What’s the story?
Two unnamed women have a short yet vast conversation in real-time, seemingly borrowing the initial conceit of Samuel Beckett’s Waiting For Godot, but through a contemporary lens with two Gen Z protagonists in modern London. Where the show diverts from its namesake is in both its brevity and its even firmer focus on two long-waiting characters, with no one else passing their way and even the titular Godard given no importance, even going unmentioned as the women drift further together while their discussions threaten to push them apart.

When and where did it play?
Waiting For Godard appeared as part of The Cockpit’s scratch night series, Theatre In The Pound, performed during their October event.
This review was made possible by co-performer Anamaria Burduli, who invited me to view the performance in exchange for an honest review.
To keep up to date with any future productions or expansions of Waiting For Godard, follow writer-performer Nini Ugulava on Instagram
Spoiler-Free (because I wouldn’t know how!) thoughts:
Famously, Jerry Seinfeld and co brought to concept of a comedy series “about nothing” to the world with both acclaim and longevity, and one could argue that writer-performer Nini Ugulava’s short play opens with a similar premise. Playing unnamed characters, Ugulava and co-star Anamaria Burduli alternately park themselves or stroll about the stage as if its one or both of their home, and seem initially to have already run out of topics for conversation.
Something truly relatable at any age, yet somehow distinctly modern, is being so bored that you debate the finer points of how to describe your boredom, to have at least something to contribute to the all-consuming silence. Ugulava and Burduli begin Waiting For Godard as such, and the effect allows us to understand that whatever it is that the pair are waiting for, they’ve surely been waiting for quite some time. Doing Seinfeld proud, the mundanity of the conversation is actually very funny, and Ugulava’s script takes advantage of this to establish their dynamic without having to stop the momentum of the already time-crunched performance. By the time she smoothly diverts into richer, less comfortable themes, we feel we know them well enough to follow these complicated trails of thought.

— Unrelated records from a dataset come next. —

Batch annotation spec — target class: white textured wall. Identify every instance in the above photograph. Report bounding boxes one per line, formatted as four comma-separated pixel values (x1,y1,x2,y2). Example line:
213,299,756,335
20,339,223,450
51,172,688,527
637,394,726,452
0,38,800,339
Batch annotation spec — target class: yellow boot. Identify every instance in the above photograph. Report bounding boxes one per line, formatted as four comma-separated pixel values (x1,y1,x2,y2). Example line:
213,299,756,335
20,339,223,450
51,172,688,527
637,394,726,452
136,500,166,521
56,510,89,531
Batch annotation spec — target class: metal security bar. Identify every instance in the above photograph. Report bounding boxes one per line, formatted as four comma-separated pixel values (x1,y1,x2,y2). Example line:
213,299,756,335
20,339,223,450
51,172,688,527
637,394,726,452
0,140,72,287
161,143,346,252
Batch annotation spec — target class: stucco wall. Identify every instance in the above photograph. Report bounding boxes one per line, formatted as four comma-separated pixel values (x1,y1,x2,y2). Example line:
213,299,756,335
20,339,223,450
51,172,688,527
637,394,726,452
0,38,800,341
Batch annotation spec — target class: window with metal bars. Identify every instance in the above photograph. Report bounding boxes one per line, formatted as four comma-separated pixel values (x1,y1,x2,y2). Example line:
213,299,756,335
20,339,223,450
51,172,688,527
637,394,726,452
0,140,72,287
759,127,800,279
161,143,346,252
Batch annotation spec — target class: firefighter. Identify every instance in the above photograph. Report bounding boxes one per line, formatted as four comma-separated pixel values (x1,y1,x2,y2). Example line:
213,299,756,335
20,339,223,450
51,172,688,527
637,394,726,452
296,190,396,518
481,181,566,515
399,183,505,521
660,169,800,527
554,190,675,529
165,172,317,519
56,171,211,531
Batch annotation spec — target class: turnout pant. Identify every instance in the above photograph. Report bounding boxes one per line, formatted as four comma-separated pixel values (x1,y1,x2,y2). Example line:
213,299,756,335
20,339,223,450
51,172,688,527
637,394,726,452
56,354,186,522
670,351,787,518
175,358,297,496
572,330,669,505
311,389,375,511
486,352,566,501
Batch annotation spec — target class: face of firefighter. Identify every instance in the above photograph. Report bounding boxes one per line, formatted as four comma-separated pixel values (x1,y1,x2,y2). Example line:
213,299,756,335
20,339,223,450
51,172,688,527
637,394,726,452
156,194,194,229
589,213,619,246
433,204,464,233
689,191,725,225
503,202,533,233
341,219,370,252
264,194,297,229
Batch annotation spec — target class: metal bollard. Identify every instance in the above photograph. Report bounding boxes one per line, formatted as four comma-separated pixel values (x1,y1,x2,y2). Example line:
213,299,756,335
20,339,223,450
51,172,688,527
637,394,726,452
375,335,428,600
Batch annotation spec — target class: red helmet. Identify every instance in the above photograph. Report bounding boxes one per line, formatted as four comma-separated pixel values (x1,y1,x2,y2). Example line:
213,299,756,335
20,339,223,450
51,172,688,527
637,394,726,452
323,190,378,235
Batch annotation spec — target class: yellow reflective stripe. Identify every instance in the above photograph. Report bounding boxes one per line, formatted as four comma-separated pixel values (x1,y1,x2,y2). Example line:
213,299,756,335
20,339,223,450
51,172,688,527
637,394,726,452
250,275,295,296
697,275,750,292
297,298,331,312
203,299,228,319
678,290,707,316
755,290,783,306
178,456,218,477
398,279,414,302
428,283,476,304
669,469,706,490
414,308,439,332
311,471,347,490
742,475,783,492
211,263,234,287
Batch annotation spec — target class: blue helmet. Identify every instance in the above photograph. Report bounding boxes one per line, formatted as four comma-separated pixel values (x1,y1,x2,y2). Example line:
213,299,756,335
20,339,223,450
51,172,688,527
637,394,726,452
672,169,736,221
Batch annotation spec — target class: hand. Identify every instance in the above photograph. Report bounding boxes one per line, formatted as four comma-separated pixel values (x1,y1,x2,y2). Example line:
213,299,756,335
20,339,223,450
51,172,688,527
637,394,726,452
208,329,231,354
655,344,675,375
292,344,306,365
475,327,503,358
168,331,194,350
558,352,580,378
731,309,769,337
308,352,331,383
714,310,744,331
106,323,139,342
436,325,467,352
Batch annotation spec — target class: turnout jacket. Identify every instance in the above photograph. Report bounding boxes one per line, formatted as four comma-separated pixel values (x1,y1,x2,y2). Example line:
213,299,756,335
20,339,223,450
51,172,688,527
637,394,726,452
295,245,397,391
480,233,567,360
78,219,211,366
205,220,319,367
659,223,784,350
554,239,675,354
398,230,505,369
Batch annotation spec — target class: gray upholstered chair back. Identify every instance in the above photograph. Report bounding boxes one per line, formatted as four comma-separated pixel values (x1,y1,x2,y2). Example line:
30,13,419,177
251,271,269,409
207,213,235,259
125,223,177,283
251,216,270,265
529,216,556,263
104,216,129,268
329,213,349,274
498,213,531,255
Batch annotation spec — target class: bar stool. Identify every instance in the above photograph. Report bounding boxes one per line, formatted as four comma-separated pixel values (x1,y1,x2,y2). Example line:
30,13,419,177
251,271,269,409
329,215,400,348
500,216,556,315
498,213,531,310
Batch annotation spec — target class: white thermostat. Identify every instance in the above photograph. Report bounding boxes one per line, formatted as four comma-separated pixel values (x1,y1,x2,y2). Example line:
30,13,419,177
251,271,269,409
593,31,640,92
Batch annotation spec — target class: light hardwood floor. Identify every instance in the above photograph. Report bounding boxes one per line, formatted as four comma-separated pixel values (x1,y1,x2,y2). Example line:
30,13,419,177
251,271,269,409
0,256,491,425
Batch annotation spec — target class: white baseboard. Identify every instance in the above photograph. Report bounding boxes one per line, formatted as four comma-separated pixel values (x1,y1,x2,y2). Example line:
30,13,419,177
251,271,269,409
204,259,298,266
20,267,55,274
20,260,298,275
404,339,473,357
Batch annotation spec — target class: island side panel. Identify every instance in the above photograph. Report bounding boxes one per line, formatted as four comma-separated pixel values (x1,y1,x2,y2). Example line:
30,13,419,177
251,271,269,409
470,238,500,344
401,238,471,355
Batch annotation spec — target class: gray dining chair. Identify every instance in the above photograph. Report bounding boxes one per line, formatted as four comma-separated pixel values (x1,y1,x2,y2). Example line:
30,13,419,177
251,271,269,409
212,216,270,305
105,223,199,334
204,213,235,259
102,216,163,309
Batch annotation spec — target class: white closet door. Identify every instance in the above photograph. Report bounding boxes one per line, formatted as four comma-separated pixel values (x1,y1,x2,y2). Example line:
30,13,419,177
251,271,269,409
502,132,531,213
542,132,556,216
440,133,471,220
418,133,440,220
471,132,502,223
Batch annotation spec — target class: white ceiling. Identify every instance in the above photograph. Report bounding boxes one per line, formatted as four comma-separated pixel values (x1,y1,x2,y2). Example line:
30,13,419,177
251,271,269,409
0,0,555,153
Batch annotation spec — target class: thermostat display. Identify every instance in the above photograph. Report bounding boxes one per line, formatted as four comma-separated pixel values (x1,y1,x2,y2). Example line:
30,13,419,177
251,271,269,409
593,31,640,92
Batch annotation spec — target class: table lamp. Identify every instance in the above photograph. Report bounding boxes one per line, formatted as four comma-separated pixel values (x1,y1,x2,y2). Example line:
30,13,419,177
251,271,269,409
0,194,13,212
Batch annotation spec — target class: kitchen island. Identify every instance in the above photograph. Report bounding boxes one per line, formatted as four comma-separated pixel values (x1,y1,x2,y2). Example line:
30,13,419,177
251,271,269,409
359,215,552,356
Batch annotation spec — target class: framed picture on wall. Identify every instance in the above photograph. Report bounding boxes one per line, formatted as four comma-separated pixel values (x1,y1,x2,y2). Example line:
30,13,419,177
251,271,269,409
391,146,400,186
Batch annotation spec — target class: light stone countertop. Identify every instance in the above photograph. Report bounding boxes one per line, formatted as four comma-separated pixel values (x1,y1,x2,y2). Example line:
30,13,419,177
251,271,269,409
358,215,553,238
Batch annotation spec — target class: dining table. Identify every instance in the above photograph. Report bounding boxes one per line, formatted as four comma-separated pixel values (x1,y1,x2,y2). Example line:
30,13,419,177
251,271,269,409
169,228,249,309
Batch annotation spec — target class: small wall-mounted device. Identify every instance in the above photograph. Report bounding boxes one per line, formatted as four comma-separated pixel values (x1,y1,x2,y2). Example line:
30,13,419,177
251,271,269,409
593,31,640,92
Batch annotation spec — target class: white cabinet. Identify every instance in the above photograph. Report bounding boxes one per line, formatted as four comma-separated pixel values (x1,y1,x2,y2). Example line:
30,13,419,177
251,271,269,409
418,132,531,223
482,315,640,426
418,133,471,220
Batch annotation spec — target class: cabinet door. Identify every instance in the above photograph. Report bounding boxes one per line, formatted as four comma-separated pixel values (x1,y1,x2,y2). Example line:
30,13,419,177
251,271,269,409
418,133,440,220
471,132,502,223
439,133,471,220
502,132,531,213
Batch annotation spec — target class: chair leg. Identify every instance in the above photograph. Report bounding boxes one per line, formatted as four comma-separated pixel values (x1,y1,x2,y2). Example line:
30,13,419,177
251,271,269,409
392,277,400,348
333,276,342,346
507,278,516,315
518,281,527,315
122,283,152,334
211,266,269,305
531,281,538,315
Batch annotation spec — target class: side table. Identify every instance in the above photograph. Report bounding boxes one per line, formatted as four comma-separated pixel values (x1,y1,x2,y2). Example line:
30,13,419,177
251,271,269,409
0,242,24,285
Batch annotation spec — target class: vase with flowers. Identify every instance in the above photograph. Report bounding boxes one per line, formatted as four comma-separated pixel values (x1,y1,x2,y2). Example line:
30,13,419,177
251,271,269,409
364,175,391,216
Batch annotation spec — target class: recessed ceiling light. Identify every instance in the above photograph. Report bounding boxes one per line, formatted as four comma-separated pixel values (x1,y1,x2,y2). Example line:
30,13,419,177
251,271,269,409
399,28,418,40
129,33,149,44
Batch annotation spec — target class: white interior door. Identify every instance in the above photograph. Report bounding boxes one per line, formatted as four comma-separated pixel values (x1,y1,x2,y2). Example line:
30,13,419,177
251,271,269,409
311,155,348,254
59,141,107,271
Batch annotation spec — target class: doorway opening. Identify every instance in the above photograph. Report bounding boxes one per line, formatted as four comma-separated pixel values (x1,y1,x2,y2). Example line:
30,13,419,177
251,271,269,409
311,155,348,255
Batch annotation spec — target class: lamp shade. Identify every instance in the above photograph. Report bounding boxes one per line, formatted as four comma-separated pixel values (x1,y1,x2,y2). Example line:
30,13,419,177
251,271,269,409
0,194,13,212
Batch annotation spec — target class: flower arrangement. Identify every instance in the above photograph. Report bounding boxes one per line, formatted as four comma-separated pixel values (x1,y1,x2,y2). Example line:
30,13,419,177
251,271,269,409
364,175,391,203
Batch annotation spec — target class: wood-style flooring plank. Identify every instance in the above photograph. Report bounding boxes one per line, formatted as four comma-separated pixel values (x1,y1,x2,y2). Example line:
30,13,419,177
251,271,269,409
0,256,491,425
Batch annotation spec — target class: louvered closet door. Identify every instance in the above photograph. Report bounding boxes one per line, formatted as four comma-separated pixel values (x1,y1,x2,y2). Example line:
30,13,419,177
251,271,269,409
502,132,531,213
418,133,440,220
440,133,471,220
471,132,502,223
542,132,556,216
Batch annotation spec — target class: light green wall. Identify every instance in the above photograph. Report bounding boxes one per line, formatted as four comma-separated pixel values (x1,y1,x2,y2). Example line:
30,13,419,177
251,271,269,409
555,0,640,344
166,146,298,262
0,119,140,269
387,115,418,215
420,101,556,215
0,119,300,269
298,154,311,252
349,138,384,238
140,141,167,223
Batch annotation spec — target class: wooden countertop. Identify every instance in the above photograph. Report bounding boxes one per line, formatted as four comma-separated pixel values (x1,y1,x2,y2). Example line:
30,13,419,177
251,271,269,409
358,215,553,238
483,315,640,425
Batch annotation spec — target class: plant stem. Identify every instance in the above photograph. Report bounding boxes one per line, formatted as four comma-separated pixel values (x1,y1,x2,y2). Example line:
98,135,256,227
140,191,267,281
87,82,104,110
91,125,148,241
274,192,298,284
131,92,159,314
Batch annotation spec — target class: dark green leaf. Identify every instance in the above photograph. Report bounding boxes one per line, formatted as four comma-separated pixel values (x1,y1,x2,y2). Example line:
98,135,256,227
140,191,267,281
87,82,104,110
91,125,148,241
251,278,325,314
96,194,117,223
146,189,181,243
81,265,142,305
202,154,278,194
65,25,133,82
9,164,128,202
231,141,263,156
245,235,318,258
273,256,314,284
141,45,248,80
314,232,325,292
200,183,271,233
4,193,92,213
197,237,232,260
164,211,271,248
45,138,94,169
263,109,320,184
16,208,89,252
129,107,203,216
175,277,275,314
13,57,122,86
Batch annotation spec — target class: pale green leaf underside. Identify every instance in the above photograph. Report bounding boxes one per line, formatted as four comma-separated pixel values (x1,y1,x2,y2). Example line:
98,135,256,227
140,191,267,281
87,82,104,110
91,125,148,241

Referencing French-Swiss filmmaker Jean-Luc Godard in its title, the play casts its actors, it could be assumed, as variations of themselves. They are not in wait of some mysterious figure to arrive, but living in the hope of a figure like Godard to raise them out of their humdrum. Ugulava plays, true to form, a writer-performer, with Burduli cast as a fellow actor equally as hard-up for work – the pair discuss their appearance when crying, and the struggle to successfully do this on stage, and Ugulava is notably irritated by a fellow thespian criticising her writing. Were I more the note-taking type, her ferocity in demanding, “Who are you to criticise my work?” may have left me mortified, aimed at her co-star or not!
Both performers fit seamlessly into the deceptively complex world of Waiting For Godard, just actorly enough to sell the art-about-artists ideas but remaining human and off-the-cuff throughout. Ugulava brings touches of whimsy to her performance, allowing herself to drift into fanciful ideas about their craft, while Burduli is a winning foil with a sardonic but caring touch to her delivery. Acting as co-director, with outside support from Natalia Jugeli, Ugulava completely ignores the impulse that must be there, to make yourself the real star of the piece and leave your colleague out to dry in a glorified bit-part, giving Burduli just as much to work with both as a playwright and as a director.
Clocking in somewhere between 15 and 20 minutes, there is so little time to give to Waiting For Godard, and yet so much that can be taken away from it. Though the tight turnaround obviously restricts her ideas somewhat, there are moments of promise alongside others where everything is exactly in its place, where Ugulava’s script is tightly-shaped and precisely-aimed enough that the constraints seem not to matter. Somewhere between a genuine conversation which happens to be available to watch in real-time, and an abstract theatrical piece with one foot in reality and the other in fantasy, there is Waiting For Godard, and I for one would welcome an expanded time-slot to see how much these characters could say with so little to discuss.

Final Thoughts
Reverent. Explorative. Refreshing.
So much of the arts seems to be devoted to artists, to these grand intellectuals who never get their shot. What is surprisingly enjoyable about this short play is how little reverence it has for its characters – they’re ordinary, perhaps even a bit bland, and yet this is what makes them so familiar, and so eminently watchable.
Given the brevity of the performance, I’ll be forgoing the star rating for Waiting For Godard, but I can safely say that my interest was piqued by the script, its characters, and its seeming willingness to just be, and I look forward to seeing what Nini Ugulava’s future catalog might consist of.